Your doctor will start the treatment and inform you in detail about how to use the infusion pump, infusion technique, and handling to administer the medicine.

If you use more Apodev than you should

• if you have received too much medicine or, for example, the medicine has been administered to a child by mistake, contact your doctor or a hospital immediately for a risk assessment and advice.
• it is important to use the correct dose of this medicine and not a higher amount than recommended by your doctor. A higher dose may decrease your pulse, cause greater discomfort, drowsiness and/or breathing difficulties. You may also feel weak or dizzy, especially when standing up, due to low blood pressure. Lying down with your feet up may help alleviate low blood pressure.

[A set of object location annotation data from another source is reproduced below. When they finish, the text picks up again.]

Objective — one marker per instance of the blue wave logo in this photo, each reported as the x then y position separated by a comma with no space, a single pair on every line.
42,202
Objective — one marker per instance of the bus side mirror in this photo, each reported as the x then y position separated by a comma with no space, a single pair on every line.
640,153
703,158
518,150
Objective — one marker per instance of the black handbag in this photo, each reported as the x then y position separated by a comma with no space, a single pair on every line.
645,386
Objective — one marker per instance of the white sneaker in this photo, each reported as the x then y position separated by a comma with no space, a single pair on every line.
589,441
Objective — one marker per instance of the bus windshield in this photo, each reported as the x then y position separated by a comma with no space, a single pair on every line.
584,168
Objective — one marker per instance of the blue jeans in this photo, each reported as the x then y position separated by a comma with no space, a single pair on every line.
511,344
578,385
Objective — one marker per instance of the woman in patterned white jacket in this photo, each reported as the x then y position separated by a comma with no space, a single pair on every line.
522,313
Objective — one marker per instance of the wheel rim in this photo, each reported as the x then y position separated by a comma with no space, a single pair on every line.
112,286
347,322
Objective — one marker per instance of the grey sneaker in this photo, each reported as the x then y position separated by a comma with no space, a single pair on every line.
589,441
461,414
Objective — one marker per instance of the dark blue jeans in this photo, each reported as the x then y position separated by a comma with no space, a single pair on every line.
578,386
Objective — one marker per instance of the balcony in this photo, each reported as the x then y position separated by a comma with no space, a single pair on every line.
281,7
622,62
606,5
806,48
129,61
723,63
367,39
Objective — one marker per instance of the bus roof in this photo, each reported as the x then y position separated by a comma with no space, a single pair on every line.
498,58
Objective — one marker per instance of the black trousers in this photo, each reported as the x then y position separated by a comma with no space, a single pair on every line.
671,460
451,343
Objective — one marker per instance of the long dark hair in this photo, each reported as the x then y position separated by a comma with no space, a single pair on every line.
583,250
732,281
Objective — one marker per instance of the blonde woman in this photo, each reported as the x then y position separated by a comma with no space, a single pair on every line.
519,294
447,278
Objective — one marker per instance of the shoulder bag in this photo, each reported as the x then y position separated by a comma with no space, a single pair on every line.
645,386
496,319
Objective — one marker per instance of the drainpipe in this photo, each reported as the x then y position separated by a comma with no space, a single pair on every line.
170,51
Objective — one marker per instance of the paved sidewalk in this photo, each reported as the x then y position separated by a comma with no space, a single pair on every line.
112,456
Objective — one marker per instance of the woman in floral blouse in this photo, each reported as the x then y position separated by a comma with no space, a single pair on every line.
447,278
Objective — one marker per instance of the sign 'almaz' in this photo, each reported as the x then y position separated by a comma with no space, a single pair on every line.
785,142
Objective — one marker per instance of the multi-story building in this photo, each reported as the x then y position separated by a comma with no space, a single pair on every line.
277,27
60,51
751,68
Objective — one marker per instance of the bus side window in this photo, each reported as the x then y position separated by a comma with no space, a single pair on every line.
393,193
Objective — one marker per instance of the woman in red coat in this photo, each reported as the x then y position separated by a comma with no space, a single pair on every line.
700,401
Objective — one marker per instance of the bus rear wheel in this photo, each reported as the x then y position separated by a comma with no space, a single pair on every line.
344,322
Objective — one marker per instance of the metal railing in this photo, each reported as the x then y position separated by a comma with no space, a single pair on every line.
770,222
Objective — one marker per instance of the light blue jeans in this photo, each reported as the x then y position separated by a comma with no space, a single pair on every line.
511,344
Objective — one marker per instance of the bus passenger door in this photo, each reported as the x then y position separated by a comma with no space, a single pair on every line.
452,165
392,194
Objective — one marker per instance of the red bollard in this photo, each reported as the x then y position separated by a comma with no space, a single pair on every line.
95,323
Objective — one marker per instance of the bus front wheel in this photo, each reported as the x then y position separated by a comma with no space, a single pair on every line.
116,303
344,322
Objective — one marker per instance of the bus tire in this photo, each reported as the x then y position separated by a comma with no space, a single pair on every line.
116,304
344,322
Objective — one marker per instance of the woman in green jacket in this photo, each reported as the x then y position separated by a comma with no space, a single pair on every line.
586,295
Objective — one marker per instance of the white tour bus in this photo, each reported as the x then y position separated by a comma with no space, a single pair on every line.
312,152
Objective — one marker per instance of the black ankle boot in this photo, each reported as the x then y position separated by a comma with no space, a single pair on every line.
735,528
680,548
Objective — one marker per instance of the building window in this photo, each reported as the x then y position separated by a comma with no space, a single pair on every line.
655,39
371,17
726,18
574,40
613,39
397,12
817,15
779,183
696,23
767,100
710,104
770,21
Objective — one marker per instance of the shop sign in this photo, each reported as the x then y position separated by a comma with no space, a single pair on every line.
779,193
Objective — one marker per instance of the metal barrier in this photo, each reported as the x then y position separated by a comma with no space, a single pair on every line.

In case of overdose or accidental ingestion, contact your doctor or call the Toxicological Information Service, phone 91 562 04 20, indicating the medicine and the amount received.

If you forget to use Apodev

• take it when you need it again.
• do not take a double dose to make up for forgotten doses.

If you stop treatment with Apodev

• contact your doctor before stopping treatment and discuss the suitability of your decision with them.

If you have any further questions on the use of this medicine, ask your doctor or pharmacist.

4. Possible side effects

Like all medicines, this medicine can cause side effects, although not everybody gets them. Talk to your doctor if you think this medicine has caused you any problems or if you experience any of the following side effects:

Serious side effects:

Rarely, serious allergic reactions may occur, with symptoms such as:

• difficulty breathing or pressure in the chest.
• swelling of the eyelids, face or lips.
• swelling or redness of the tongue.

Other side effects

Very common (may affect more than 1 in 10 people)

• hallucinations (seeing, hearing or feeling things that are not present), lumps under the skin at the injection site with pain, discomfort and possibly redness and itching. To avoid these lumps, it is recommended to change the injection site each time you insert the needle.

Common (may affect up to 1 in 10 people)

• feeling or being sick, particularly when starting this medicine. Treatment with domperidone should start at least 2 days before apomorphine so that you do not feel sick. If you take domperidone and still feel sick, or if you are not taking it and feel unwell, tell your doctor or nurse as soon as possible.
• transient fatigue with each dose of apomorphine at the start of treatment. This usually disappears during the first weeks of treatment.
• excessive fatigue or drowsiness.
• dizziness or fainting.
• confusion or hallucinations.
• yawning.

Uncommon (may affect up to 1 in 100 people)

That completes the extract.